In July 2012, the U.S. Department of Transportation fined Travelocity $180,000 after discovering that Travelocity's “flexible dates tool” did not always include fuel surcharges that were part of many international airfares in violation of the Department's rules requiring all carrier-imposed surcharges and fees to be included in every advertised fare. In addition, the DOT found that the customer was informed only on the final page before purchasing the ticket that some itineraries required a paper ticket with a minimum additional delivery fee of $29.95.[29]

In August 2012, Travelocity faced a viral controversy when it offered a $200 coupon code to attendees at the National Federation of the Blind annual conference in Dallas. After the NFB posted the code on Twitter without mentioning the attendee restriction, Travelocity re-tweeted it without noticing the error but deleted the tweet a day later. After some travel blogs and message boards resposted the code, many ineligible travelers used the code.[30] Travelocity responded by cancelling all trips that used the code who weren't on the list of attendees at the NFB annual conference. This resulted in a barrage of complaints from customers angry to see their trips suddenly cancelled.[31]

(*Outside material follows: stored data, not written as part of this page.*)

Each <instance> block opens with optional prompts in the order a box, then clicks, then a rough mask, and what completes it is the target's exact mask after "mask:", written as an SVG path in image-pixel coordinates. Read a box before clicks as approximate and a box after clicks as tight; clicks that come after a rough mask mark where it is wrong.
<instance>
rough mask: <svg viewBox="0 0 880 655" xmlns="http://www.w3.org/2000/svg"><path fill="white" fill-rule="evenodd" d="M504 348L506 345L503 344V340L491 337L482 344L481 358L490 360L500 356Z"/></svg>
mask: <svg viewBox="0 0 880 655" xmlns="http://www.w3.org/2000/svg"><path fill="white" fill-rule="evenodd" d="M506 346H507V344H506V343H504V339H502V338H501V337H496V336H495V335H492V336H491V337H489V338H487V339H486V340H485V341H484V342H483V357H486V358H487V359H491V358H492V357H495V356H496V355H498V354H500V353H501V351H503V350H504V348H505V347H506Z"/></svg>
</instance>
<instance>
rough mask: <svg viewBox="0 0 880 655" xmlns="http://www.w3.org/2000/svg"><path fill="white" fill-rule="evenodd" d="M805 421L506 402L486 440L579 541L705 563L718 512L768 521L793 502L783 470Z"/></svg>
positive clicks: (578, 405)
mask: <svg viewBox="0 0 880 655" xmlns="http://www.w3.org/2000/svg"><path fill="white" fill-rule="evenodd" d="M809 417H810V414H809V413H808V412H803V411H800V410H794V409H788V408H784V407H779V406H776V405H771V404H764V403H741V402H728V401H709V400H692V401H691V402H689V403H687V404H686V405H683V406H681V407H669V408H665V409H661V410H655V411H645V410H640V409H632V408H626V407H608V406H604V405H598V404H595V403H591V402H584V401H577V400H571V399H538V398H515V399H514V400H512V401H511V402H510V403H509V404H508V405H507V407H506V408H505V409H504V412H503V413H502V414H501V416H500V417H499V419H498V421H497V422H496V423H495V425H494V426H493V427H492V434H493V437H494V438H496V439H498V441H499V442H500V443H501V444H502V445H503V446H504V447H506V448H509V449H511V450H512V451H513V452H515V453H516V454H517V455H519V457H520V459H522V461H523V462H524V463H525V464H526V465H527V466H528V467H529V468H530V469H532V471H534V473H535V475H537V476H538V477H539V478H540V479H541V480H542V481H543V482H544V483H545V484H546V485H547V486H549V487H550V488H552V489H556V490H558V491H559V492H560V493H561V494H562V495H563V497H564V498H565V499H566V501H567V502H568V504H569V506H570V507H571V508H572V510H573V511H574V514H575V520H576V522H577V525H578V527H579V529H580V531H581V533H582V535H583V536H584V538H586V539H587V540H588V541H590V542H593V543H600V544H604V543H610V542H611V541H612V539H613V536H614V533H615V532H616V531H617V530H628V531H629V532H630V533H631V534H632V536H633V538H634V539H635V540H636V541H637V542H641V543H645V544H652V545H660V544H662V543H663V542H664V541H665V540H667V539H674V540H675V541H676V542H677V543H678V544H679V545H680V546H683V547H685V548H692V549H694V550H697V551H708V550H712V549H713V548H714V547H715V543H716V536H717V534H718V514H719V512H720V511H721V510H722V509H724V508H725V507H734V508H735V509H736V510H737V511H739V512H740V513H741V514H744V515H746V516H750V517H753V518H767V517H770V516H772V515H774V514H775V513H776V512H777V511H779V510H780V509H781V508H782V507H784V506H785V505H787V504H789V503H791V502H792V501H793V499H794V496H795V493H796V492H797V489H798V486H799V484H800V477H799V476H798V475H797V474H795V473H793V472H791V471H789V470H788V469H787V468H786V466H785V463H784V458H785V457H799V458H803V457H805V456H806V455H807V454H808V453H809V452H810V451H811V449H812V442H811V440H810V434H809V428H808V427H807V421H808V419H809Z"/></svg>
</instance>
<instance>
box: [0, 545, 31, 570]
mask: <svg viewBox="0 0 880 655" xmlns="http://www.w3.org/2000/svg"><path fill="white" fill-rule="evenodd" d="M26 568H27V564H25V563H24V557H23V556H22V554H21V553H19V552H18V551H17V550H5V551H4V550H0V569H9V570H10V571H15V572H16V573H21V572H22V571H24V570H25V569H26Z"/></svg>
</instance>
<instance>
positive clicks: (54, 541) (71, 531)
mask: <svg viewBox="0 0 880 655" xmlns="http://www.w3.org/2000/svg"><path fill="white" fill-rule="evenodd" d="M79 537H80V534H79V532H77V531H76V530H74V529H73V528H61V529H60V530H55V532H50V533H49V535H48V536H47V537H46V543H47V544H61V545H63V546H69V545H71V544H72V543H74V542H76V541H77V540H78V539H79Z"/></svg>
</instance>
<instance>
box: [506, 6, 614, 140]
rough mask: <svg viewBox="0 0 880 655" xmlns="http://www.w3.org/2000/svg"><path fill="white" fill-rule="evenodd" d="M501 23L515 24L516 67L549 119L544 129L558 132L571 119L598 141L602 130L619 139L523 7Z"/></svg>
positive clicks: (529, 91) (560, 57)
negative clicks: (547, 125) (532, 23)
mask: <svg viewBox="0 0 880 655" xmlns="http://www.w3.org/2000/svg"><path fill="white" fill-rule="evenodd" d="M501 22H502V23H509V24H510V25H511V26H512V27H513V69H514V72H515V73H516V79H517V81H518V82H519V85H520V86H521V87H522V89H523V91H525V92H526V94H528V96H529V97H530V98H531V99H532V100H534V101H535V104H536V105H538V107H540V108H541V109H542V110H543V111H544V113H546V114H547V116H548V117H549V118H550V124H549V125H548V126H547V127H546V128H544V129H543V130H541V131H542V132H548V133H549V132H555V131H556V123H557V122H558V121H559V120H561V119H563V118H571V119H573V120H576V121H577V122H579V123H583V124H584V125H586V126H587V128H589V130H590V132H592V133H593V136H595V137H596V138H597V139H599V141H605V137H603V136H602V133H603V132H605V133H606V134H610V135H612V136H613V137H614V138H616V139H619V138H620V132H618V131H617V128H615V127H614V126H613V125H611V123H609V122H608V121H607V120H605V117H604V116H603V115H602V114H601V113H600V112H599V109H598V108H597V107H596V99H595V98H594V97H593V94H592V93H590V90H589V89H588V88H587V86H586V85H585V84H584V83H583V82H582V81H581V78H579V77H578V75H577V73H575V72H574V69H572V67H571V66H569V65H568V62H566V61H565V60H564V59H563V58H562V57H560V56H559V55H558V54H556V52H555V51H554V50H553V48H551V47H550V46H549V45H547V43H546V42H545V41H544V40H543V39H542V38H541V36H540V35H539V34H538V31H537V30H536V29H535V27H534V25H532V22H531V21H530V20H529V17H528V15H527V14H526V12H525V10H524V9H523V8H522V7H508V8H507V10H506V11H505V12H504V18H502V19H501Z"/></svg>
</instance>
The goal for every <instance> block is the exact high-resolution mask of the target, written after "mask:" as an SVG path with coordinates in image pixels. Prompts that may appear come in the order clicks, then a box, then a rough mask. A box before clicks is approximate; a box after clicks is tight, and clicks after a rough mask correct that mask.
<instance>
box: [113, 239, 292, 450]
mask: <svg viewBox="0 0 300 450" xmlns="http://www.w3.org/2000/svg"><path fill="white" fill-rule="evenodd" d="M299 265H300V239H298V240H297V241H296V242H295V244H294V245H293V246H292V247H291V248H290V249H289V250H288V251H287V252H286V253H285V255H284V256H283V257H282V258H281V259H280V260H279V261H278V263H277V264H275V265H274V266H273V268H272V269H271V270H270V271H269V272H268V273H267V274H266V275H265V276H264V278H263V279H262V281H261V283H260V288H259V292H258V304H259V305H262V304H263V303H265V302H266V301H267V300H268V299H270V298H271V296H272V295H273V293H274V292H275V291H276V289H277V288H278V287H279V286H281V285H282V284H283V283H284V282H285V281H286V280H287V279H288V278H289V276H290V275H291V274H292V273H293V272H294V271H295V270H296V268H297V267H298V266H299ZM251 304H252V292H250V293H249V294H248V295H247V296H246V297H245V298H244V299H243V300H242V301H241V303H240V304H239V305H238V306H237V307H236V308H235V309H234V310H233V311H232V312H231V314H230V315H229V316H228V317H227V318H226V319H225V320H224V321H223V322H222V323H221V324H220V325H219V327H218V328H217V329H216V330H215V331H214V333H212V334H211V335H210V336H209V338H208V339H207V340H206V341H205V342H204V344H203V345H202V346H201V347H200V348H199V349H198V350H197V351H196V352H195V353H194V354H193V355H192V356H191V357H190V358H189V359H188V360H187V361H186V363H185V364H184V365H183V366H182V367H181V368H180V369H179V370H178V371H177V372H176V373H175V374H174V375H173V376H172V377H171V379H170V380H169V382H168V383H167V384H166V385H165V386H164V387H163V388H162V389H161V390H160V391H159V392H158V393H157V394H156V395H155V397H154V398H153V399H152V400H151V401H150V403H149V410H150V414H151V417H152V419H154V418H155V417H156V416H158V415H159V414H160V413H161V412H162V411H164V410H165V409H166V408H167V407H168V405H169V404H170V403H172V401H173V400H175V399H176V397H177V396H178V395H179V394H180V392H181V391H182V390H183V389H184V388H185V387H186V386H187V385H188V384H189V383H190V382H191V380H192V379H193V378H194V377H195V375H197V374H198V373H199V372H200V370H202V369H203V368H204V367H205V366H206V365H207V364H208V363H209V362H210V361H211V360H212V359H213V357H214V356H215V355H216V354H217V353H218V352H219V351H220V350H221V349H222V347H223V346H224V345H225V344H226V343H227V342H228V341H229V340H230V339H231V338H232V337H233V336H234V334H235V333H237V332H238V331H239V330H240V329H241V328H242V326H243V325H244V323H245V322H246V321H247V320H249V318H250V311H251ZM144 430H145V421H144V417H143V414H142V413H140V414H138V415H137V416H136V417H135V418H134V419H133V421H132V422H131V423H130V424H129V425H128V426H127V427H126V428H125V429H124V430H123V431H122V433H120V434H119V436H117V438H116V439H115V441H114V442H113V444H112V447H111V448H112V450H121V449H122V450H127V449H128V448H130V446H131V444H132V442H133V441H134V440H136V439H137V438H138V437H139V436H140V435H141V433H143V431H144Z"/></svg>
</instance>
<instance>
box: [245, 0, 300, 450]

Travelocity was created in 1995 through a joint venture between Worldview Systems Corporation and Sabre Holdings. The founding team at Worldview conceived of the idea in 1994 as an extension to their online travel database offering which had been distributed through Sabre, Bloomberg, AOL and many others. The founding team at Worldview joined with distribution partner Sabre in a 50-50 JV that resulted in the development and launch of Travelocity in 1995-1996. The founding members of the Travelocity team, responsible for the conception, development and launch at Worldview were: Steve Baloff (Founder, CEO), Sam Haugh (VP Operations), BD Goel (VP Engineering), Neil Checkoway (VP Marketing), Steve Bengston (VP Business Development), Helen Zia (Editor-in-Chief) and Katherine Chesbrough(CFO). Later in 1996, Worldview's investors (Advanced Publication and Ameritech) sold their stake in Travelocity to a subsidiary of Sabre Holdings and was run by long-time Sabre information technology executive Terry Jones.[4] As one of the pioneers of web-based disintermediation, Travelocity.com was the first website that allowed consumers the ability to reserve, book, and purchase tickets without the help of a travel agent or broker.[4] In addition to airfares, the site also permits consumers to book hotel rooms, rental cars, cruises and packaged vacations.[3]